Diskutiert wird weiterhin, ob der Immobilienkauf deshalb widerruflich ist, da er mit dem widerruflichen Darlehen ein im Rechtssinne verbundenes Geschäft darstellt (§§ § 358 und § 359 BGB). Der II. Zivilsenat des Bundesgerichtshofes sieht für die Fälle des Verbundes vor, dass der Erwerber der Bank nicht mehr die Darlehensvaluta zurückzahlen muss, sondern nur verpflichtet ist, ihr die Immobilie zu übertragen. Der XI. Zivilsenat sieht dies derzeit aber noch anders, so dass in dieser Frage noch einige juristische Kontroversen zu erwarten sind.

Auch im Hinblick auf die Verletzung von Aufklärungspflichten der Bank gegenüber den Anlegern, deren Verletzung zu Schadensersatzansprüchen führt, ist der II. Senat gegenüber dem XI. Senat deutlich großzügiger. Der XI. Senat (vorsitzender Richter Gerd Nobbe) hat Schadensersatzansprüche gegen die Bank bisher abgelehnt. Der Anleger müsse sich vielmehr selbst über den Wert der Immobilie und die Erfolgsaussichten der Anlage kümmern.

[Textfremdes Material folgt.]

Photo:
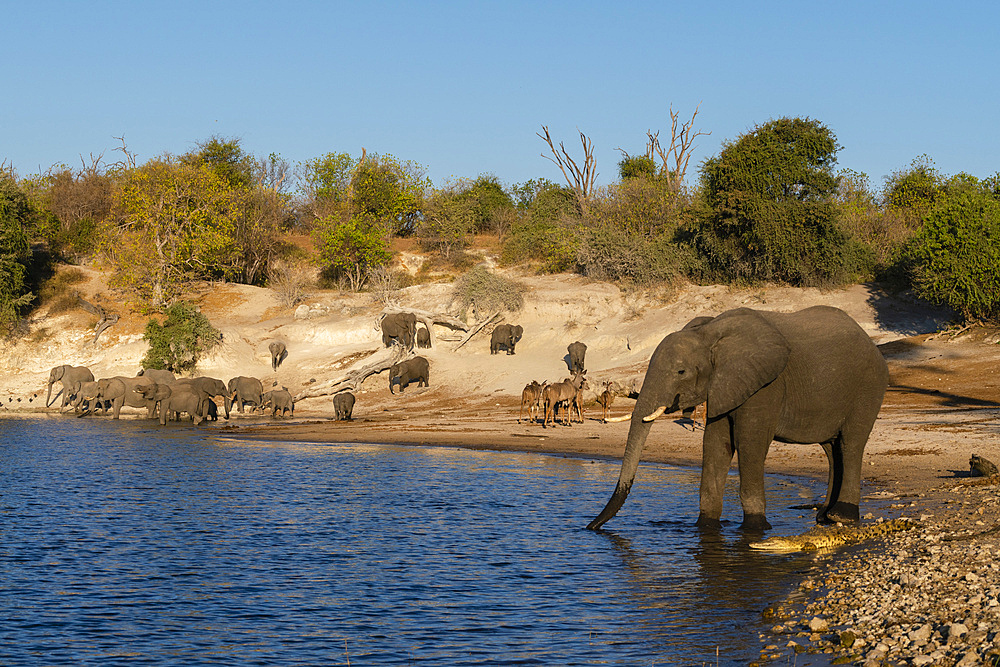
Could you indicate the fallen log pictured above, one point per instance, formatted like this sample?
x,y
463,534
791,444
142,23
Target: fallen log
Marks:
x,y
354,376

Ein weiteres Problem ist in vielen Fällen, ob die Vollmacht, die typischerweise den sog. Treuhändern zum Abschluss der Verträge erteilt wurde, wegen Verstoß gegen das Rechtsberatungsgesetz nichtig ist. Der XI. Senat ist auch hier eher verbraucherunfreundlich und lässt den äußeren Anschein einer Vollmacht ausreichen.